Bug #9552 User variables does not work with aggregate functions
Submitted: 1 Apr 2005 7:28 Modified: 14 Apr 2005 16:49
Reporter: Mattias Jiderhamn Email Updates:
Status: Not a Bug Impact on me:
None 
Category:MySQL Server: Documentation Severity:S3 (Non-critical)
Version:4.0.21, 4.1.8 OS:Windows (XP, RedHat)
Assigned to: Paul DuBois CPU Architecture:Any

[1 Apr 2005 7:28] Mattias Jiderhamn
Description:
When assigning user variables with the value of an aggregate function, the variable is not set until after the query has finished.

How to repeat:
CREATE TABLE foo (
  id INT,
  value INT
);

INSERT INTO foo (id, value) VALUES (1, 10);
INSERT INTO foo (id, value) VALUES (1, 20);
INSERT INTO foo (id, value) VALUES (2, 100);
INSERT INTO foo (id, value) VALUES (2, 200);

SELECT @id_var:=id, @value_var:=SUM(value), @id_var, @value_var
FROM foo
GROUP BY id;

Expected result:

+-------------+------------------------+---------+------------+
| @id_var:=id | @value_var:=SUM(value) | @id_var | @value_var |
+-------------+------------------------+---------+------------+
|           1 |                     30 |       1 |         30 |
|           2 |                    300 |       2 |        300 |
+-------------+------------------------+---------+------------+

Actual result:

+-------------+------------------------+---------+------------+
| @id_var:=id | @value_var:=SUM(value) | @id_var | @value_var |
+-------------+------------------------+---------+------------+
|           1 |                     30 | 1       | NULL       |
|           2 |                    300 | 2       | NULL       |
+-------------+------------------------+---------+------------+

If run again, the result is:

+-------------+------------------------+---------+------------+
| @id_var:=id | @value_var:=SUM(value) | @id_var | @value_var |
+-------------+------------------------+---------+------------+
|           1 |                     30 |       1 |        300 |
|           2 |                    300 |       2 |        300 |
+-------------+------------------------+---------+------------+

Suggested fix:
Make user variables work with aggregate functions just as with normal columns, so they can be used in per result record calculations (i.e. @value_var * 3 AS triple_value)
[1 Apr 2005 7:56] Mattias Jiderhamn
There are also problems using aggregate functions together with non aggregate user variables.
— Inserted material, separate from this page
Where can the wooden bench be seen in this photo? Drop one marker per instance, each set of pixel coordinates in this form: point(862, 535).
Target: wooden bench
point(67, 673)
Example, using given table and values:

SELECT @id_var:=id, @id_var * SUM(value) AS stupid_sum
FROM foo
GROUP BY id;

Expected result

+-------------+------------+
| @id_var:=id | stupid_sum |
+-------------+------------+
|           1 |         30 |
|           2 |        600 |
+-------------+------------+

Actual result

+-------------+------------+
| @id_var:=id | stupid_sum |
+-------------+------------+
|           1 |       NULL |
|           2 |        300 |
+-------------+------------+

If run again, the result is:

+-------------+------------+
| @id_var:=id | stupid_sum |
+-------------+------------+
|           1 |         60 |
|           2 |        300 |
+-------------+------------+

So in this case it uses the correct aggregate value, but the user variable value from the previous record.
[5 Apr 2005 4:50] MySQL Verification Team
According with the Manual:  http://dev.mysql.com/doc/mysql/en/variables.html

´´´´´´

If you refer to a variable that has not been initialized, its value is NULL.

<cut>

Note: In a SELECT statement, each expression is evaluated only when sent to the client. This means that in a HAVING, GROUP BY, or ORDER BY clause, you cannot refer to an expression that involves variables that are set in the SELECT list. For example, the following statement does not work as expected:

mysql> SELECT (@aa:=id) AS a, (@aa+3) AS b FROM tbl_name HAVING b=5;

The reference to b in the HAVING clause refers to an alias for an expression in the SELECT list that uses @aa. This does not work as expected: @aa does not contain the value of the current row, but the value of id from the previous selected row.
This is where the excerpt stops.